- Written by: William Shakespeare (play)
- Screenplay by: Ken Sobol; Elaine Pope; (animation)
- Story by: Michael Hirsh; Clive A. Smith;
- Directed by: Clive A. Smith
- Starring: Max Ferguson; Nick Nichols; Donann Cavin; Bill Osler; Marie Aloma; Greg Swanson;
- Music by: John Sebastian; Patricia Cullen; Rory Block; Reggie Knighton; John Hall; Richard Manuel; Curtis Teel; Eric Parker; Michael Manieri;
- Country of origin: Canada
- Original language: English

Production
- Producers: Michael Hirsh; Patrick Loubert;
- Production company: Nelvana Limited

Original release
- Release: April 14, 1979

= Romie-0 and Julie-8 =

1979 animated TV special

Romie-0 and Julie-8 is a 1979 Canadian animated television special, inspired by William Shakespeare's Romeo and Juliet. Set in the future, the two romantic leads in this version are androids who fall in love despite a taboo against their kind having such relationships. The special premiered in Canada on CBC and in the USA in syndication on April 14, 1979.
The special is the third television special in the 1977 to 1980 series of specials produced by the Canadian animation studio Nelvana Limited. The special is also known as Runaway Robots!.

==Plot==
In the future, two rival robotics firms are hard at work trying to create the next major leap in robotics. Both tout their wares at the latest robotics convention. The Mega Stellar Company has released their Romie-0 model of robot, while Super Solar Cybernetics has released Julie-8. However, unforeseen by their creators, Romie-0 and Julie-8 begin to fall in love, harbouring feelings for the other.
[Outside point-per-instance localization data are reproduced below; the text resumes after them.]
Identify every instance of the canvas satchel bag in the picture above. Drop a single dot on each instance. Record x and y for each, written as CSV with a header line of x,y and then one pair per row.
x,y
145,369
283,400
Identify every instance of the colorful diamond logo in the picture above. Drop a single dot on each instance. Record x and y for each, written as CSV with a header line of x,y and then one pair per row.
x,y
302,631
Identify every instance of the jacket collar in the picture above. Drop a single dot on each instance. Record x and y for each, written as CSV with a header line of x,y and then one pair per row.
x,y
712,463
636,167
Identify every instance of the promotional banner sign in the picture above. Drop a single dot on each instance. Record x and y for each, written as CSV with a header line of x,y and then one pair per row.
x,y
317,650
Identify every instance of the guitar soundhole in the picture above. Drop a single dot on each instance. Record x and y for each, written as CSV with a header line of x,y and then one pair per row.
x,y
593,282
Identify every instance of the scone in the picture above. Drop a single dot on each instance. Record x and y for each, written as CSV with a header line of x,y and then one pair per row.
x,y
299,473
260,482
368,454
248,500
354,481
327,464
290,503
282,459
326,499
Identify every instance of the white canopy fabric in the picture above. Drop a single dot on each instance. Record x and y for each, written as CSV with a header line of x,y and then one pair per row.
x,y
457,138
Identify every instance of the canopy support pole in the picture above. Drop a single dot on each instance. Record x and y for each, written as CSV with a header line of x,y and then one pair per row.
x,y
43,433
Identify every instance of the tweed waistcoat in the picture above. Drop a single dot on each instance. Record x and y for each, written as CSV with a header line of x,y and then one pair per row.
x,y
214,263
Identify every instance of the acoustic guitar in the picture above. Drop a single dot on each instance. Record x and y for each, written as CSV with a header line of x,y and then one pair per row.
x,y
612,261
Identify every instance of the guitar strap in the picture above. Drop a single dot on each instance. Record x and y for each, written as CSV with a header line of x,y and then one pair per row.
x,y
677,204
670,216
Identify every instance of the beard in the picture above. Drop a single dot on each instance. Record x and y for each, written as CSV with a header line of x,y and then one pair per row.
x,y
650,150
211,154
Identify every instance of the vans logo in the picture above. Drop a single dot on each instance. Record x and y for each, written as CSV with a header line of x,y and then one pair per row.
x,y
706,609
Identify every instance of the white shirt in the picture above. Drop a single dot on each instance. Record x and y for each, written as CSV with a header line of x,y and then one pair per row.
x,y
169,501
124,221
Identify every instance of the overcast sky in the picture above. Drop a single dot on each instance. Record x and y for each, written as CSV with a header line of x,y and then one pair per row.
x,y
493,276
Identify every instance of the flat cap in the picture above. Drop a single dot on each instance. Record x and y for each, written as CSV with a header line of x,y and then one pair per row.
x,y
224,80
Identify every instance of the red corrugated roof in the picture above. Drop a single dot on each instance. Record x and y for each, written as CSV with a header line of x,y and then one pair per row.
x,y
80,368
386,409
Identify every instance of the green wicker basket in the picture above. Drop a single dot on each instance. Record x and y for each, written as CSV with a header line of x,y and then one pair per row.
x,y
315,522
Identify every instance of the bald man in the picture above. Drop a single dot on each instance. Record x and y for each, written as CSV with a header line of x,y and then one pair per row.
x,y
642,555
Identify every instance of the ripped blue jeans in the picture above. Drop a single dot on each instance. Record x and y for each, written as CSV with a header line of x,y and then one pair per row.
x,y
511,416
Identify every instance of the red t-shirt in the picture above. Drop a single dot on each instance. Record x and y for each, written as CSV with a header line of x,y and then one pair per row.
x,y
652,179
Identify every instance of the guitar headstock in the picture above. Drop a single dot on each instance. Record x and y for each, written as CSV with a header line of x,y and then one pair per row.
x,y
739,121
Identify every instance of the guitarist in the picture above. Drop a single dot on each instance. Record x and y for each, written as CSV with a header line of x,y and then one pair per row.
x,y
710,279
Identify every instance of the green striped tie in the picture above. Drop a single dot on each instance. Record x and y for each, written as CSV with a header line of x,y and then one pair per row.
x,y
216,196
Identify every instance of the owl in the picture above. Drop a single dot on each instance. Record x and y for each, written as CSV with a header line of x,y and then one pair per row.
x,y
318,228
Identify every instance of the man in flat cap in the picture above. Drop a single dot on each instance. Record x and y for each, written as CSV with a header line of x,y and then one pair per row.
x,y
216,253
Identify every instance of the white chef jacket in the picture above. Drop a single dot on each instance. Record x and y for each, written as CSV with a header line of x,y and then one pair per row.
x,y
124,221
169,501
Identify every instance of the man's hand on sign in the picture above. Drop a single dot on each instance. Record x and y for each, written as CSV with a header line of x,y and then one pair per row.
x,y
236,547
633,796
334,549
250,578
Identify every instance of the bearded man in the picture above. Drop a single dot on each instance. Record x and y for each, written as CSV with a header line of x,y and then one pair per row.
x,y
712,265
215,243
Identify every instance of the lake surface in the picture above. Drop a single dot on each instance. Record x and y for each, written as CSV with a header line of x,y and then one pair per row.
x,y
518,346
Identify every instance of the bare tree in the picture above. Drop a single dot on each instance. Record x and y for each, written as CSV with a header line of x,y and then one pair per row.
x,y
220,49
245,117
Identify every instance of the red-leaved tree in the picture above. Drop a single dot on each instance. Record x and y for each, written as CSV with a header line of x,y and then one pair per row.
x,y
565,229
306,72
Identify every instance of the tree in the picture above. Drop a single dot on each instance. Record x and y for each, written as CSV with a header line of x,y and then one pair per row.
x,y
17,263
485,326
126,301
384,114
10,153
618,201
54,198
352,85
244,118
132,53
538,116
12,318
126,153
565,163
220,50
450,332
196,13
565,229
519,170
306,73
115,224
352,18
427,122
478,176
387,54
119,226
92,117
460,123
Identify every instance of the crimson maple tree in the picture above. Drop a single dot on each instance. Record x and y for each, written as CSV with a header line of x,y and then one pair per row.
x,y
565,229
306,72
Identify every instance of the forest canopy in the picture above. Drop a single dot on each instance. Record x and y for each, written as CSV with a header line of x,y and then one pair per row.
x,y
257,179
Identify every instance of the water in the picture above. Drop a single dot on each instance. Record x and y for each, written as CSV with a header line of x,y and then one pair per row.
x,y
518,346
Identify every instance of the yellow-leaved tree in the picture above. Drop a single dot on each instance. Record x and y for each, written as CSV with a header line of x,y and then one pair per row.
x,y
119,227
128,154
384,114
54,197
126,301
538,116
After the convention, Romie-0 comes to Julie-8, and admits that due to their company's rivalry, they most likely cannot be together. The two decide to run away in order to keep from being broken up. Unsure where to go, they come across a rather shifty individual named Gizmo, who agrees to help them find a safe haven.

Meanwhile, both of the two robots' creators (Mr. Thunderbottom and Ms. Passbinder) find that their creations are gone. At first they blame the other for stealing their creation, but then agree to work in tandem to find their robots when it turns out that neither one knows what has become of them.
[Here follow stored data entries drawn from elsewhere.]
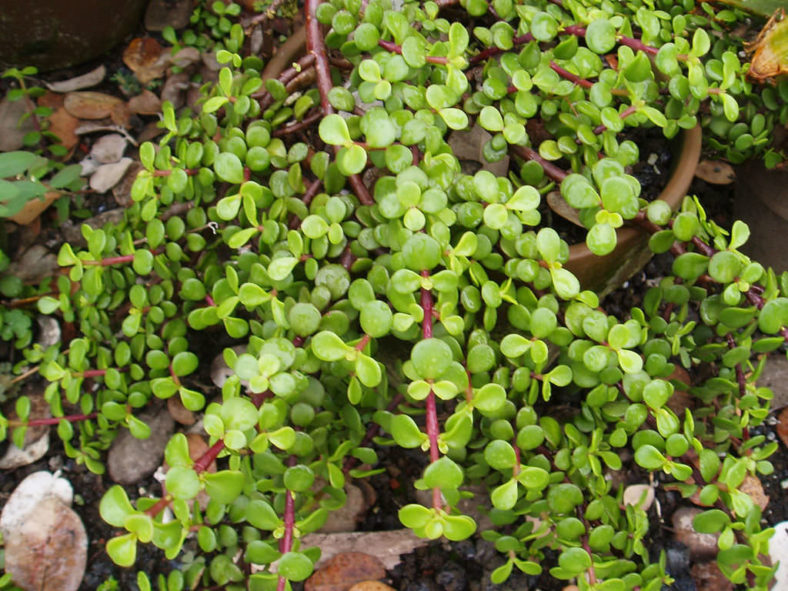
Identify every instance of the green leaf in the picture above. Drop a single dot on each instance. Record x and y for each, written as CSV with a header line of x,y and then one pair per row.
x,y
224,486
443,473
504,497
262,516
351,159
228,168
333,130
123,550
295,566
414,516
115,506
182,482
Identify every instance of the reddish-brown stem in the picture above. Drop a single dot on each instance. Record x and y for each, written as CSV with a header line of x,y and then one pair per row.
x,y
363,342
286,543
550,169
430,406
52,420
624,114
304,124
394,48
569,76
92,373
315,46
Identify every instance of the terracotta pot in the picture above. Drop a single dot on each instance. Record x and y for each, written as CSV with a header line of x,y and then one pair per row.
x,y
761,200
606,273
52,34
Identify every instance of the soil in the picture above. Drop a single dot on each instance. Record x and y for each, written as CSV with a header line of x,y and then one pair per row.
x,y
440,566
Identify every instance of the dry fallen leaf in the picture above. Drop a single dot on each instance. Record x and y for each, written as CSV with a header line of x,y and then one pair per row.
x,y
91,105
145,103
63,125
49,551
79,82
715,172
108,148
109,175
753,487
345,570
770,49
27,496
782,426
146,58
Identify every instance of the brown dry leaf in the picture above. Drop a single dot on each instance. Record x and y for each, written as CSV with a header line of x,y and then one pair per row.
x,y
715,172
770,49
371,586
77,83
753,487
50,99
49,551
146,58
145,103
88,104
345,570
64,126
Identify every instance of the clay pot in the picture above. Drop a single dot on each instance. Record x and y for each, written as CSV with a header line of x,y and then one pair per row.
x,y
606,273
52,34
761,201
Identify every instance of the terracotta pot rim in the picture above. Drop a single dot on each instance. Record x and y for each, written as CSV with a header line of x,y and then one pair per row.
x,y
673,194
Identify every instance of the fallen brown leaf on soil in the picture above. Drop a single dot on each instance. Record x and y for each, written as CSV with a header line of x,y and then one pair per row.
x,y
49,551
770,54
782,426
345,570
753,487
91,105
79,82
387,546
63,125
715,172
145,103
146,58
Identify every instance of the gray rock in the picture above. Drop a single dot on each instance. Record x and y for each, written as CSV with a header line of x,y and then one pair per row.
x,y
701,546
775,376
131,459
Unknown to the two creators, Gizmo has transported Romie-0 and Julie-8 to a planet of junk named Trash-0-Lot, where the two come face-to-face with an enormous Junk Monster named Sparepartski. The monster has Romie-0 transported to the other side of the planet, but imprisons Julie-8 for his own purposes. Gizmo appears to her shortly afterward, and suggests that she offer to marry the Junk Monster in exchange for Romie-0's freedom off the planet. Julie-8 decides to try this offer, and Sparepartski accepts, much to the girl's displeasure. While happy for Romie-0's release, Julie-8 is saddened over her fate, and removes a necessary circuit, causing her to "die". In the meantime Sparepartski has found Thunderbottom and Passbinder's ship nearby, and taken them prisoner as well.

Unknown to Julie-8, Romie-0 has managed to escape from the other side of the planet, and has made his way to her chambers. Upon finding her with her circuit removed, Romie-0 reinstalls it, and the two attempt to escape. Along their way out, they encounter their creators trussed up, and set about freeing them.
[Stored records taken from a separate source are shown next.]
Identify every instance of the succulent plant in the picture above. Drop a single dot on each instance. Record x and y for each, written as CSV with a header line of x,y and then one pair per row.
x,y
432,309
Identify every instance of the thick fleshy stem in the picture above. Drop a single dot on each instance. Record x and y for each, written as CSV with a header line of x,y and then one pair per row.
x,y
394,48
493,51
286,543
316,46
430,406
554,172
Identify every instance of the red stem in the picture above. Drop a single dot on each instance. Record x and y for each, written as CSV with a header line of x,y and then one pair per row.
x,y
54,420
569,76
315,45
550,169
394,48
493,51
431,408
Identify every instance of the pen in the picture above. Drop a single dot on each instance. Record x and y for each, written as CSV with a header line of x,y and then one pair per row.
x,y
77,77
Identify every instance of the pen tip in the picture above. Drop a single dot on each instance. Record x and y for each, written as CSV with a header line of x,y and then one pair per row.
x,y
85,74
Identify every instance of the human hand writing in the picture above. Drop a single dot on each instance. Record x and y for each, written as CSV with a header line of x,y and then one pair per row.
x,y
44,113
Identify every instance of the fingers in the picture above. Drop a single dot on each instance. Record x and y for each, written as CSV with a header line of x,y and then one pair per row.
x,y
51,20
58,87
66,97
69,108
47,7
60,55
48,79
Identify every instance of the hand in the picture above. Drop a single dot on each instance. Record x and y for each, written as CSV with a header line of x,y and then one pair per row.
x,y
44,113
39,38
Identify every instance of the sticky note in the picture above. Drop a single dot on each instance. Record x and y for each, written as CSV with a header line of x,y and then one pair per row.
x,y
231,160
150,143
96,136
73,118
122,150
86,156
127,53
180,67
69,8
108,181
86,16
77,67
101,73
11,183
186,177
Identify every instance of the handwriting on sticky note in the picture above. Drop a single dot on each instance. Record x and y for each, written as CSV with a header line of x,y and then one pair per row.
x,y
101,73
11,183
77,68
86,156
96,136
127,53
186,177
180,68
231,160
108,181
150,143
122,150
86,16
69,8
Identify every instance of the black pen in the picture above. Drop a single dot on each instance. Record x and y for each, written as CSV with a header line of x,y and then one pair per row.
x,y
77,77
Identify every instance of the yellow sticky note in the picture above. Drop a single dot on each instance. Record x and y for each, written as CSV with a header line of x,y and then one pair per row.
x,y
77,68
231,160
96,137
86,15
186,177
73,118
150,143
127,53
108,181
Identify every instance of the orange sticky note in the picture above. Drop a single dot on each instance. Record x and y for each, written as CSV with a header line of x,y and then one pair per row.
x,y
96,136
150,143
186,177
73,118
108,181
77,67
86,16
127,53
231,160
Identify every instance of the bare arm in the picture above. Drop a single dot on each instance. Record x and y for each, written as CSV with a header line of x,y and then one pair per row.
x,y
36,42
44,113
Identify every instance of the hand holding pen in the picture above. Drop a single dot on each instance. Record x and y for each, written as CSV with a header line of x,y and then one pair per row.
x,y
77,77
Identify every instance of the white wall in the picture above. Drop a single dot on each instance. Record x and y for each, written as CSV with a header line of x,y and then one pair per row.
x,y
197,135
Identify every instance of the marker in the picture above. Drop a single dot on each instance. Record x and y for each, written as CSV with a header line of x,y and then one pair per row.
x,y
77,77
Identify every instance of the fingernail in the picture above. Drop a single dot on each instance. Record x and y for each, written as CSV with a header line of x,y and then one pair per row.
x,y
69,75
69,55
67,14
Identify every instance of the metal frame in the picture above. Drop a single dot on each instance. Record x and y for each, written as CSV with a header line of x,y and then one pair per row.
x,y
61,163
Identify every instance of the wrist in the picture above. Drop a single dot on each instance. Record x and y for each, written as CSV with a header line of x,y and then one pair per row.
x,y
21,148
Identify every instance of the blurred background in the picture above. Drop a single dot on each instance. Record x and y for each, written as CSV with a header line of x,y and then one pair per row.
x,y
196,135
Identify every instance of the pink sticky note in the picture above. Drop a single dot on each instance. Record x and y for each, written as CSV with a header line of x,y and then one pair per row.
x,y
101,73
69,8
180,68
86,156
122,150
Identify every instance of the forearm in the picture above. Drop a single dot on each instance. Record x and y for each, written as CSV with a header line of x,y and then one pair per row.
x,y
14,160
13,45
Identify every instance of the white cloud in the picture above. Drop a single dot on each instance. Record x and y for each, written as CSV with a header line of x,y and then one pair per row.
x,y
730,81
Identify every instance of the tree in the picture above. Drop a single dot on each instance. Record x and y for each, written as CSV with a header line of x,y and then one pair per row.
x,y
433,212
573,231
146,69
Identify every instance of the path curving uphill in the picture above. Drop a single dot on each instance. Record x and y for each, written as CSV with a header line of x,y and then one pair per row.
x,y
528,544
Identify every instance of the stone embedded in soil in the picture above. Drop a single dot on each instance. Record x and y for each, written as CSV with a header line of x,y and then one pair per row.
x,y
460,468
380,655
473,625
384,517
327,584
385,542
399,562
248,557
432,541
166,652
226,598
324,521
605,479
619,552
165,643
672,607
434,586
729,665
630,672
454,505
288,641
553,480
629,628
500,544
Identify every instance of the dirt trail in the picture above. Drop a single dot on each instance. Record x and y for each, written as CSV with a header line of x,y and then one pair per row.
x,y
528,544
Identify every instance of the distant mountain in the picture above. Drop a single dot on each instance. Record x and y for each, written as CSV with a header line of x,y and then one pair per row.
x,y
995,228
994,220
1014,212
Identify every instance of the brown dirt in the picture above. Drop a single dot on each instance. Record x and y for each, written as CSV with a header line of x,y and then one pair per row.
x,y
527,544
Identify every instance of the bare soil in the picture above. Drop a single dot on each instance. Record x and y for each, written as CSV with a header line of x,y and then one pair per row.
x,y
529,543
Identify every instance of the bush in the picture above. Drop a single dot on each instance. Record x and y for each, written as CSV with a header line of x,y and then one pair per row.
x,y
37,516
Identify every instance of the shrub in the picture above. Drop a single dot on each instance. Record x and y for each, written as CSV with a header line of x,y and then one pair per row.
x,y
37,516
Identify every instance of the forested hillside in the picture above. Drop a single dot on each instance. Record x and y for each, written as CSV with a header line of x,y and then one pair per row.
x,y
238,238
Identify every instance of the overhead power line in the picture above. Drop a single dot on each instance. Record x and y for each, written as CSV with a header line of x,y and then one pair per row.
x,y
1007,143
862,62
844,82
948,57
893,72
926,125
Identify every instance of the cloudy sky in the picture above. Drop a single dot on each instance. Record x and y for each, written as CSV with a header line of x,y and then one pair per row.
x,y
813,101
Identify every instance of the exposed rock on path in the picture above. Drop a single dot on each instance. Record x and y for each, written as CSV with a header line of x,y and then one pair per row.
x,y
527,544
However, their escape does not go unnoticed, and Sparepartski soon starts to chase them across the junkscape. The two robot lovers carry their creators in hopes to get them to safety, but end up locking up when they run into a "rust storm". The immobilization of the two robots causes their creators to carry them out of harm's way.

The rust storm also claims Sparepartski, who it is then revealed was a giant scrap concoction created and operated by Gizmo. Gizmo reveals his love for machines, and after seeing Julie-8 at the robotics convention, wanted to make her his bride. Romie-0 and Julie-8 then convince Gizmo that with the amount of trash on the planet, he could very well fashion his own sweetheart. Meanwhile, Mr. Thunderbottom and Ms. Passbinder (who have fallen in love with each other) have reconciled their differences, deciding to unite their robotics houses in a merger, much to the delight of Romie-0 and Julie-8.

==Voice cast==
- Greg Swanson as Romie-0
- Donann Cavin as Julie-8
- Max Ferguson as Mr. Thunderbottom
- Marie Aloma as Ms. Passbinder
- Bill Osler as Junk Monster
- Nick Nichols as Gizmo

==Music==
Songs for Romie-0 and Julie-8 were composed by John Sebastian, with musical score by Patricia Cullen, both of whom had also worked on the preceding Nelvana cartoon The Devil and Daniel Mouse. Richard Manuel of The Band is also credited.